The book is intended as an advanced undergraduate or first-year graduate course for students from various disciplines, including applied mathematics, physics and engineering. It has evolved from courses offered on partial differential equations (PDEs) over the last several years at the Politecnico di Milano. These courses had a twofold purpose: on the one hand, to teach students to appreciate the interplay between theory and modeling in problems arising in the applied sciences, and on the other to provide them with a solid theoretical background in numerical methods, such as finite elements. Accordingly, this textbook is divided into two parts. The first part, chapters 2 to 5, is more elementary in nature and focuses on developing and studying basic problems from the macro-areas of diffusion, propagation and transport, waves and vibrations. In turn the second part, chapters 6 to 11, concentrates on the development of Hilbert spaces methods for the variational formulation and the analysis of (mainly) linear boundary and initial-boundary value problems.

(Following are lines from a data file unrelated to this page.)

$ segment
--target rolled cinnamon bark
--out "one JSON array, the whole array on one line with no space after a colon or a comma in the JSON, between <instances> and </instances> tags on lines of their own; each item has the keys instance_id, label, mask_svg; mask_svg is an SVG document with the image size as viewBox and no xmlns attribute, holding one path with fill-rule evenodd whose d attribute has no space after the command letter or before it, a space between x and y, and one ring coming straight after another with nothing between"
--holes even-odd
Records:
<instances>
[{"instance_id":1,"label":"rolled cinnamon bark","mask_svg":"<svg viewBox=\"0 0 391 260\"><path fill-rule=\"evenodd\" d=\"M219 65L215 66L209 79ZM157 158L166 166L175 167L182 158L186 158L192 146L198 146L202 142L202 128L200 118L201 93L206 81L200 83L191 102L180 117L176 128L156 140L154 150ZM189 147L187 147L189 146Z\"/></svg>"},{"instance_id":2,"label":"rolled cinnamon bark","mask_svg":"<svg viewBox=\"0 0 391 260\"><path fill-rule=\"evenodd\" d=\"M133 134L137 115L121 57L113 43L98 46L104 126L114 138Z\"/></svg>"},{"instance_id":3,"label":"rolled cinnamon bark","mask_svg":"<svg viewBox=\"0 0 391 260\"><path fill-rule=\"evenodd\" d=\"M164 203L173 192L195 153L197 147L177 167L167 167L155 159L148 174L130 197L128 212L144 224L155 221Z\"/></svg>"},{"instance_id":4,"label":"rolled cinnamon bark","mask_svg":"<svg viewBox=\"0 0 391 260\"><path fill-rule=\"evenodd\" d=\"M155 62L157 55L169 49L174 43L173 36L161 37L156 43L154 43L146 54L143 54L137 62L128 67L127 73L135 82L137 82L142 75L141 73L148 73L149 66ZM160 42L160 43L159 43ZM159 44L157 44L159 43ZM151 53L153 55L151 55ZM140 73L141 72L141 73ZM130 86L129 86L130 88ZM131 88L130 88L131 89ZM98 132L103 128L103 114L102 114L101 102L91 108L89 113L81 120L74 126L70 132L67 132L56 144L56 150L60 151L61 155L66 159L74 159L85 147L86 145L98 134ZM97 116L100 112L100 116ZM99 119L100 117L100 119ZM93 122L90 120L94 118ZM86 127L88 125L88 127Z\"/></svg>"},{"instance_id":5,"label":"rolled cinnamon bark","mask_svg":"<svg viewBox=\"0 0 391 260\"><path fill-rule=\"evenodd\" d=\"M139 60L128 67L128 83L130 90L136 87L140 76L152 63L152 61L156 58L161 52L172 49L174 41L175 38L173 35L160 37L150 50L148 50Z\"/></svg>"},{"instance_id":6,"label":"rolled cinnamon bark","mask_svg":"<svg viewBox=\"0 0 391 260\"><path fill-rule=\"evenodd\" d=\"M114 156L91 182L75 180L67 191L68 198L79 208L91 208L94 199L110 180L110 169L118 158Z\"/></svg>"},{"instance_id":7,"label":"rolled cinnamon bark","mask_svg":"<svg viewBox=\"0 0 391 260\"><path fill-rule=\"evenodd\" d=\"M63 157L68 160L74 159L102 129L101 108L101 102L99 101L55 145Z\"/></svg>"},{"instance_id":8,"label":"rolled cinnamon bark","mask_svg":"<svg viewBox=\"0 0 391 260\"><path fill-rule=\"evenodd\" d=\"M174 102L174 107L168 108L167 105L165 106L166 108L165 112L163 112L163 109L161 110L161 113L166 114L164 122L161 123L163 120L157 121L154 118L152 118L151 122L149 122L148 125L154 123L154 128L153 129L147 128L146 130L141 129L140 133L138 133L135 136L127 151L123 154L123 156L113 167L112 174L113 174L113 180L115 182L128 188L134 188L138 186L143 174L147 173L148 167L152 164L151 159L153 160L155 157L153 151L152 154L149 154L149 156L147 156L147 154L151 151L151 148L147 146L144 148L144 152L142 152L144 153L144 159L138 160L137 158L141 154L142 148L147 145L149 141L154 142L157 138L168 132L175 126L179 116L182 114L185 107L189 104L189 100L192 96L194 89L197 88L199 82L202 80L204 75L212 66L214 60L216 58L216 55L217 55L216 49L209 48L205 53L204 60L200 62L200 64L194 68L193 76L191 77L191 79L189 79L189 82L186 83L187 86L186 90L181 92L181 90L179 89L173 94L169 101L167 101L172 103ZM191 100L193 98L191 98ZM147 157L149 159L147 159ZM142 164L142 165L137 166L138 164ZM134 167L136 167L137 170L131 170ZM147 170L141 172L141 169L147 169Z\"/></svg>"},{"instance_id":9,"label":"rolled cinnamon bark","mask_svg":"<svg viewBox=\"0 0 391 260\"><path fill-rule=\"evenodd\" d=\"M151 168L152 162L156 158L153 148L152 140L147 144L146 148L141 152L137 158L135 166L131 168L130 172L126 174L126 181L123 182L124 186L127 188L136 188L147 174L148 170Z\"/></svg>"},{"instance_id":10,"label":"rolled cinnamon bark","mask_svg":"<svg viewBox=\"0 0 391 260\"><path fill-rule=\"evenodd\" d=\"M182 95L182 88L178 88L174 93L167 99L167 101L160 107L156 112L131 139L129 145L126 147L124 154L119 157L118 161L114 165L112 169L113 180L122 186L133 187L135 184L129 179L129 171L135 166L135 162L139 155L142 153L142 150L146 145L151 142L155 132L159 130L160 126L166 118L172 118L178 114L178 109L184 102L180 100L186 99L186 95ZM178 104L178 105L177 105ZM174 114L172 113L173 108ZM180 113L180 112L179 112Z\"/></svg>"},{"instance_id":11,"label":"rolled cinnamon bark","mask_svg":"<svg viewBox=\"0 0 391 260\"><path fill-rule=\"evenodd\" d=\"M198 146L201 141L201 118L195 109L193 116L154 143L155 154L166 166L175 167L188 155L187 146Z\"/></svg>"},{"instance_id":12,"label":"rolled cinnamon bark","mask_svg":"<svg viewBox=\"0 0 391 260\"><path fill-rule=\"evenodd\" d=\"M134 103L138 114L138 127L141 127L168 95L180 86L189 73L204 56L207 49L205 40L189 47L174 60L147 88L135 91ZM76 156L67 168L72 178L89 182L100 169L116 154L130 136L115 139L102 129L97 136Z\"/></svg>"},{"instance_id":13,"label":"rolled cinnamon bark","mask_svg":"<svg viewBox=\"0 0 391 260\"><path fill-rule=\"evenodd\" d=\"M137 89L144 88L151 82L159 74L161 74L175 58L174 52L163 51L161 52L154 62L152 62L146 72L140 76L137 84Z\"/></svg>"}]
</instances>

My review applies to the third edition of this book, focusing specially on my experience reading chapters 6 and 7.
Against: Too many typos, present in previous editions... In many sections there's simply too much hand waving, for a first time student of this subject. This book would gain much by having maybe less chapters, and a more profound, and a slower pace. Many statements( in some definitions, theorems, etc) are too imprecise, which made me recurrently search the internet for an equivalent statement. In chapter 7 later sections, for example 7.7 where we want to prove that the set of restrictions in dense in the associated Sobolev space, the author simply does a lot of hand waving, some proofs cannot even be called sketches.
Examples: 1) The statement for Riesz Representation theorem is not correct if we consider complex functions, instead of just real ones. Even though in that section the author states he's focusing on real functions, he changes focus when later on we tend to deal with Fourier transform, and complex functions 2) the common compact condition for the test functions in the notion of convergence definition for the test function space is very imprecise.
I could give many others.
If you're learning by yourself, you might be more satisfied with Evans' bible on PDE.
For: Even though there are many flaws, I still feel I'm able to learn something by myself. Easy to get a free copy on the internet.